Ignore the advice below at your own peril.

There are a few main things that should be known before joining the discussion on IRC:

  1. Sometimes the mailing list is a better option than one of the IRC channels. There's less chance of an instant response or interactive discussion, but the audience is much much larger – over three thousand email addresses are subscribed to the solr-user mailing list. Many problems mentioned on the IRC channel are referred to the user list. If you don't get a response to your question within a reasonable timeframe (keeping timezones, the day of the week, and any holidays in mind), consider sending your question to the user list.
  2. Just ask your question as soon as you log in, providing as much detail as you can right up front. If you start with a greeting, asking if anyone is there, or asking whether it's OK to ask a question, chances are very good that you'll be completely ignored. You might interpret this as rudeness, but that is not the intent. Most of the residents of the channel are busy people, and may not even see what you've said at all because they aren't actually looking at the IRC program on their computer. It takes time to respond to greetings or requests that have nothing to do with the technical nature of the channel, so many of them simply won't respond.
    1. When writing your question, please be aware of the XY problem trap. Try not to fall into it.
  3. Once you do ask a technical question that's relevant to the channel, it may literally be hours before someone with the knowledge to respond will actually see your question. IRC has a reputation of being an instant method of communication, but that can only happen if all parties are actually present and paying attention right at that moment. IRC brings together people from all around the world, and the people who can answer your questions may be in a very different timezone. They might be asleep.
    1. Most of the people in the channel who can help are active during business hours in the USA. There are a few of them who reside in other timezones, primarily those in Europe. Keep that in mind when deciding how long you will wait for an answer.
  4. People who do not know the answer will usually ignore the question. They may even carry on other conversations as if you never asked your question. This will seem rude to an IRC newcomer, but consider this: Those people think it would be MORE rude if they were to respond to a discussion where they cannot offer anything useful.
  5. Once you have the attention of another channel user, resist any temptation to take the conversation private. In accordance with open source ideals, we prefer all communication to be in the open, for the benefit of all. If you need to share details about your setup that you don't want the public to see, sending that part of the communication privately is understandable and acceptable.
  6. There's some info further down on this page about how to share large data from configs and logs. That's extremely important.
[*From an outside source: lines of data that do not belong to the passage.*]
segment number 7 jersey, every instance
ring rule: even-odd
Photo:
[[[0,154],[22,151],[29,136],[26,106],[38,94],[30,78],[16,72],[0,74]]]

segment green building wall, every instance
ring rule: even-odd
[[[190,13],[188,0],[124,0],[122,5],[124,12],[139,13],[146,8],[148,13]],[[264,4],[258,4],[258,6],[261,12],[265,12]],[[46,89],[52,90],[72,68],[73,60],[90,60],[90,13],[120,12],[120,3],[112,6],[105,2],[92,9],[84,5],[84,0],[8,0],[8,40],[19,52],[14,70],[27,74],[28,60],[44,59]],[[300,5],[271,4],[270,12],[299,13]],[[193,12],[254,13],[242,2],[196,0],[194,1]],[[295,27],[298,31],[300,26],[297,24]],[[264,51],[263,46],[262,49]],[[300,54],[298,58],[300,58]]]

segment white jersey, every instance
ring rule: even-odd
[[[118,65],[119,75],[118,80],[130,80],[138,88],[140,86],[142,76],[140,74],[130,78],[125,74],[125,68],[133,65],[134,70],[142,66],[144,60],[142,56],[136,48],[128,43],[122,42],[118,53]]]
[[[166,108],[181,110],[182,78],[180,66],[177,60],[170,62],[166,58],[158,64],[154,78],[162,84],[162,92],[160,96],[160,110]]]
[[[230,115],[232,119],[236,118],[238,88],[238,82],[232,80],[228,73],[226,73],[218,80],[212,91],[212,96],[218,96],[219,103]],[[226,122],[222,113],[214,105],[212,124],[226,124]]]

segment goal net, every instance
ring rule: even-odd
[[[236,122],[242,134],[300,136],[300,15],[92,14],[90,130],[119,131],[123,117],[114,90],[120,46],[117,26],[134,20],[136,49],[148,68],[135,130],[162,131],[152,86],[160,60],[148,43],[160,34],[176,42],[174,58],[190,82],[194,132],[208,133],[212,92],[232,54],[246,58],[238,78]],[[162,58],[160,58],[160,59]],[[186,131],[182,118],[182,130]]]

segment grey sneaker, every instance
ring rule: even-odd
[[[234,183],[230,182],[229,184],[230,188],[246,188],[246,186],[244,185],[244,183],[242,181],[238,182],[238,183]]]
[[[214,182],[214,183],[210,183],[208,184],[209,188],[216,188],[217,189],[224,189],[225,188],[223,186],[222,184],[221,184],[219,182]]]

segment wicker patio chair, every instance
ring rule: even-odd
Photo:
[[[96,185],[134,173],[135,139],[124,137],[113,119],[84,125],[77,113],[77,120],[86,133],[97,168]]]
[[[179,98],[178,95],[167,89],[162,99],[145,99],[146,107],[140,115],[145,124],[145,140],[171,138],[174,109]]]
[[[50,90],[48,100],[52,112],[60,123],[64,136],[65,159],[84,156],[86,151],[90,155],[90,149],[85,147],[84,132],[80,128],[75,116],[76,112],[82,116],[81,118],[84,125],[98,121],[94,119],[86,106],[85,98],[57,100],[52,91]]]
Also see this blog post about etiquette for technical IRC channels. That page links to ESR's How to Ask Questions the Smart Way. The IRC etiquette page says that ESR's book insults the reader. That's an accurate assessment, but if you read the whole thing (it's very long) it's a perfect way to understand how open source communities function for users needing help. Most community members really do want to help everyone.

The blog post about IRC etiquette also mentions Gist for relaying large text content. That's an awesome choice. Another is the paste website maintained by someone connected with Apache foundation. One common website for this is pastebin.com, which is the original pastebin website and works very very well, but that website is extremely ad-heavy, so you may want to avoid it. Other good choices are pastie.org and Fedora pastebin. If you already have a favorite that is publicly accessible, please use it. If you need to relay rich content (pictures, configs, etc), file sharing sites like Dropbox may be a better choice.

(warning) There may be information in your configs and logs that an attacker could use to compromise your security. Feel free to redact information like that, but do so in a consistent way that preserves the ability to tell one piece of redacted information apart from another, and don't remove any other kind of information. If you redact too much, you may need to divulge some of that information in order to get help, but those who offer legitimate help will never ask you for passwords. That kind of information is almost never required for troubleshooting.

There are two primary IRC channels dedicated to Solr at Libera IRC. The channel names below are links to a web-based IRC client, preloaded with the channel indicated.

Did you read all of the advice above before scrolling down here to get to the IRC channels?

(warning) If you haven't read what's written above, please go back and read, so you have the information needed for success on IRC.

  • #solr – Channel for Solr user questions. This includes development of user client code for interaction with Solr.
  • #solr-dev – Hangout for discussion of Solr development. Mostly this means development of Solr itself, or for low-level plugin development. If you are developing client code, please use the #solr channel instead.

The IRC channels can be used for online discussion about Lucene/Solr. Committers on the Lucene/Solr project commonly hang out in one or both of these channels. Committers, contributors, and users should be careful to transfer all official decisions or useful discussions that happen on the IRC channels to the mailing list, this wiki, the official documentation, and/or the issue tracking system. The official documentation is created from data in the source code repository, and can only be changed by committers, but input from users (via mailing lists, Jira, IRC, etc) is taken seriously.